I want to know if there are conditions about the minimum number of observations to have (the relation between the number of variables and the number of presence and absence records) in order to use the following machine learning algorithms: CART, RFs, and BRI (I will be very thankful if there are any references).
There are a few rules of thumb found in Frank Harrell's Regression Modelling Strategies. If $p$ is the number of variables in the model, then the rule of thumb is to use between $p=m/10$ and $p=m/20$ variables. here $m$ is the "limiting sample size" according to Frank. When the outcome is continuous then the $m$ is the total number of observations. When the outcome is binary, $m = \min(n_1, n_0)$ where $n_1, n_0$ are the counts cases where the outcome was 1 and 0 respectively.
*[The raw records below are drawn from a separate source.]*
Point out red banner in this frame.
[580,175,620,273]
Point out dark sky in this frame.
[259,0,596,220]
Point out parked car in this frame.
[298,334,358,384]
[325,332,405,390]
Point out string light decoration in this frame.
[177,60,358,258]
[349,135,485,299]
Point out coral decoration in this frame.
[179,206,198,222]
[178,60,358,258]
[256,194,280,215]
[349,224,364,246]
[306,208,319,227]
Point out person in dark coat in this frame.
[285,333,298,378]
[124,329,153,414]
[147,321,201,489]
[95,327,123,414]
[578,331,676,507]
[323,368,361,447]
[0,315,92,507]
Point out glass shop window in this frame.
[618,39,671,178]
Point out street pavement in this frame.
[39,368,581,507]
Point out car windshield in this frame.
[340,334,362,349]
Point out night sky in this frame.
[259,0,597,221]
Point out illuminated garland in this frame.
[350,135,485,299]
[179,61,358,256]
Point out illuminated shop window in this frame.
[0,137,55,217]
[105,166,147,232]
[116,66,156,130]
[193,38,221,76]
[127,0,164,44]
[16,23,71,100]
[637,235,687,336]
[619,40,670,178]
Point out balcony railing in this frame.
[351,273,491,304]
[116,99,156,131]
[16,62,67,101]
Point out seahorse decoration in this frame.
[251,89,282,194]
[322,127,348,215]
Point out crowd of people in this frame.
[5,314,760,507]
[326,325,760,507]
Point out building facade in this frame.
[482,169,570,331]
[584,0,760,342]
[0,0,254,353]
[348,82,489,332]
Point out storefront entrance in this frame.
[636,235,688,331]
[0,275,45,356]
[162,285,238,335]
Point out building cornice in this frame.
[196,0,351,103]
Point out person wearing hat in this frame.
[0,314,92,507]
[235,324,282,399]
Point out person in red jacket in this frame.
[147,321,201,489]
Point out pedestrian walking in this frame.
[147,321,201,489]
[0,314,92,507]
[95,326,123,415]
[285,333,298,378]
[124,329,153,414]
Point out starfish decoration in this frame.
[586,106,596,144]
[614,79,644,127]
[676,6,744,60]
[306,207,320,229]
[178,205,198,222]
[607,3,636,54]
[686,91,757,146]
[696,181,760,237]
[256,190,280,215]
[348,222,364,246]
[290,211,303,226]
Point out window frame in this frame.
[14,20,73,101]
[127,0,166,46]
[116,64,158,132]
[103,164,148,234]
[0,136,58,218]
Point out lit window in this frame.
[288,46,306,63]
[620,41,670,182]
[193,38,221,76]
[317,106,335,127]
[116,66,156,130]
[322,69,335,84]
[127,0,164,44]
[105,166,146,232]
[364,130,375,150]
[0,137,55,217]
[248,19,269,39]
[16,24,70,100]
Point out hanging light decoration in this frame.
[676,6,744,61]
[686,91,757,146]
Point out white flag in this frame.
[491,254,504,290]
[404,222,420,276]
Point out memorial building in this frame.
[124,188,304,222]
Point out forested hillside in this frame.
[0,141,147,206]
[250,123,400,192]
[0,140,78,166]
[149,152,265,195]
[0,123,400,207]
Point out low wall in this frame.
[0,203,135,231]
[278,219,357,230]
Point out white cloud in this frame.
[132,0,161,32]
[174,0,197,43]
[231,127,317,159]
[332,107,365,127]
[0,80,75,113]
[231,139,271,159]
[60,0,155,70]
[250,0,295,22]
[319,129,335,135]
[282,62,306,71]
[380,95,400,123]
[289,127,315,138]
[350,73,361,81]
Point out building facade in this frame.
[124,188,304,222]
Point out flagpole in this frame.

Concretely, if you wanted to do regression with a continuous outcome and 1000 observations, you could roughly accommodate 50 and 100 variables. If you had a binary outcome and there were only 30 observations of the outcome, you could do at most 3 variables (though some work on this has shown that for logistic regression, this rule of thumb is not as informative as we like. See here).
The unfortunate truth is that this requirements are probably on the low end especially for CART. CART is a low bias but extremely high variance estimator. Random Forest implements a number of things in order to combat this variability while preserving the unbiasedness, but I've not seen investigations into how many variables can be accommodated as a function of the sample size. My intuition is that Random Forest can handle many many variables since each tree in the forest randomly subsamples variables at each node, but I have no evidence for this.